Transcription factor-targeting chimeras (TRAFTACs) consist of a chimeric oligonucleotide that binds to both the transcription factor of interest (TOI) and HaloTag-fused dCas9 protein, which can induce TOI degradation. Oligonucleotide-based PROTACs (O'PROTACs) not only can serve as a research tool but also can be harnessed as a therapeutic arsenal to target DNA binding proteins for effective treatment of diseases such as cancer.
CLIPTACs (In-cell click-formed proteolysis targeting chimeras)
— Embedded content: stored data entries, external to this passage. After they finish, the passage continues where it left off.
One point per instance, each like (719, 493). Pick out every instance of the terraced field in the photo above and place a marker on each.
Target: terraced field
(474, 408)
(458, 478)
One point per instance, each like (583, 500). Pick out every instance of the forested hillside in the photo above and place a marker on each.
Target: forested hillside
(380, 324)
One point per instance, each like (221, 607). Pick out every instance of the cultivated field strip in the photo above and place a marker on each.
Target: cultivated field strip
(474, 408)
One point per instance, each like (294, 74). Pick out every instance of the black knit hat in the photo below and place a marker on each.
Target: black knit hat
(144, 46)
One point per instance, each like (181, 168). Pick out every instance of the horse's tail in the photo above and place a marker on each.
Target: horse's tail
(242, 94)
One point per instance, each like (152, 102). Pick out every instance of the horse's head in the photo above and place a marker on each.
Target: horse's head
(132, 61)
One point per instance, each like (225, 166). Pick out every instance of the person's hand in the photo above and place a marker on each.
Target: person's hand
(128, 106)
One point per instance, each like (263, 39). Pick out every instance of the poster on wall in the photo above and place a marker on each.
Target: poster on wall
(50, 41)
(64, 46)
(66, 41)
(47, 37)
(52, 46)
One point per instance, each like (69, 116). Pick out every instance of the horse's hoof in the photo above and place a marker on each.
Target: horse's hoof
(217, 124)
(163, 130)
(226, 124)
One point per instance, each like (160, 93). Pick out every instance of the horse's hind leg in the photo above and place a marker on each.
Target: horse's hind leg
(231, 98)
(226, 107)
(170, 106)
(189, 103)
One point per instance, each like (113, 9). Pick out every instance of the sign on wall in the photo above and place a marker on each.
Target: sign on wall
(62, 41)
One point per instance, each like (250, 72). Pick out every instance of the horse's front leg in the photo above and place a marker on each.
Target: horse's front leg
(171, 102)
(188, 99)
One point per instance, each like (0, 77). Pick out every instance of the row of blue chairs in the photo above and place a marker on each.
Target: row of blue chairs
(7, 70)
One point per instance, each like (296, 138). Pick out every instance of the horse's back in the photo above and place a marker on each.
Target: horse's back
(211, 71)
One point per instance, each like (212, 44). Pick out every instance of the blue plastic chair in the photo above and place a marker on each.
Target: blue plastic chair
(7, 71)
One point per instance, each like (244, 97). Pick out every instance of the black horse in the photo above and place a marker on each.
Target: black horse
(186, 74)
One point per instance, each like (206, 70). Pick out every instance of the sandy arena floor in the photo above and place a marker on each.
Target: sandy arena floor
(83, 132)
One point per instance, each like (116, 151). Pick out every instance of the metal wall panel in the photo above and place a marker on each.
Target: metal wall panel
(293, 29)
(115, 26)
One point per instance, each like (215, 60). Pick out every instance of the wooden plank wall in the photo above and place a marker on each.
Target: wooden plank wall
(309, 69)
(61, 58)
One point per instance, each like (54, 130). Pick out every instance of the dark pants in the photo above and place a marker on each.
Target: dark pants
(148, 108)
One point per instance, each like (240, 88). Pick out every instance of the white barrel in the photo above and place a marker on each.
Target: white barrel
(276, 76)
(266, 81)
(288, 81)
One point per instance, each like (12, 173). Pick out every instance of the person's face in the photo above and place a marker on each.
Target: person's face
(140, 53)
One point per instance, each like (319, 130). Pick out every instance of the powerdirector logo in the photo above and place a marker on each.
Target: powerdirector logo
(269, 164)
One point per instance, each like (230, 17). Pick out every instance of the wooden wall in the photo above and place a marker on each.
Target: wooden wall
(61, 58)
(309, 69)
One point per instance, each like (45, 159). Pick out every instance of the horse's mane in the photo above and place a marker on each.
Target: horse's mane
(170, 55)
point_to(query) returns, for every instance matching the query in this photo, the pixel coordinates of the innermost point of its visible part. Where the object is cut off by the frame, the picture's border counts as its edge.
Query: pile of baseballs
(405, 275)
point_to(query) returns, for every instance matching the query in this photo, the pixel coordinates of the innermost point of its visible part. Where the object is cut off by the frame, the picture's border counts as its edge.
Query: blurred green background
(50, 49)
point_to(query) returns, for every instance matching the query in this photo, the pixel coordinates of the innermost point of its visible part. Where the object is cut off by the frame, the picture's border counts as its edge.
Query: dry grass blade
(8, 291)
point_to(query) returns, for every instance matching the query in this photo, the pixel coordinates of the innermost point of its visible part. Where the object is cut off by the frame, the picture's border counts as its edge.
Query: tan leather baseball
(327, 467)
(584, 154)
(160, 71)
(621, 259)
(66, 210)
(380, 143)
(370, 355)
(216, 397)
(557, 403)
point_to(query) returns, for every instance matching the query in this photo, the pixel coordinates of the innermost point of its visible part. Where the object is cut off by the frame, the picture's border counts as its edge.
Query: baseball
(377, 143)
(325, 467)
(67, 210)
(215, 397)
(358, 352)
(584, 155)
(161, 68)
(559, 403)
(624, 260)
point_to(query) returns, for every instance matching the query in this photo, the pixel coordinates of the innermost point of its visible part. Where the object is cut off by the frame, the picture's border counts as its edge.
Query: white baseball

Conventional PROTAC has a high molecular weight, which may limit its cellular permeability and solubility. CLIPTAC (in-cell click-formed proteolysis-targeting chimeras) was developed to overcome the limitation. The main potential advantage of CLIPTAC is a significant reduction of the molecular weight and polar surface area of the separate reaction partners compared to the pre-assembled PROTAC molecule.
Although the traditional PROTACs are expected to become an important method for certain target classes, some POIs do not possess the required small molecule binding sites. The emergence of alternative PROTAC technologies can overcome some limitations of the classical PROTAC model. Many emerging PROTAC-based technologies such as RNA-PROTACs and Photoswitchable PROTACs have also expanded the scope of PROTAC development, providing more feasible potential strategies for the clinical treatment of related diseases. Although they are in their infancy and may have some critical issues that need to be resolved, they pointed out the main direction of targeted protein degradation in the future.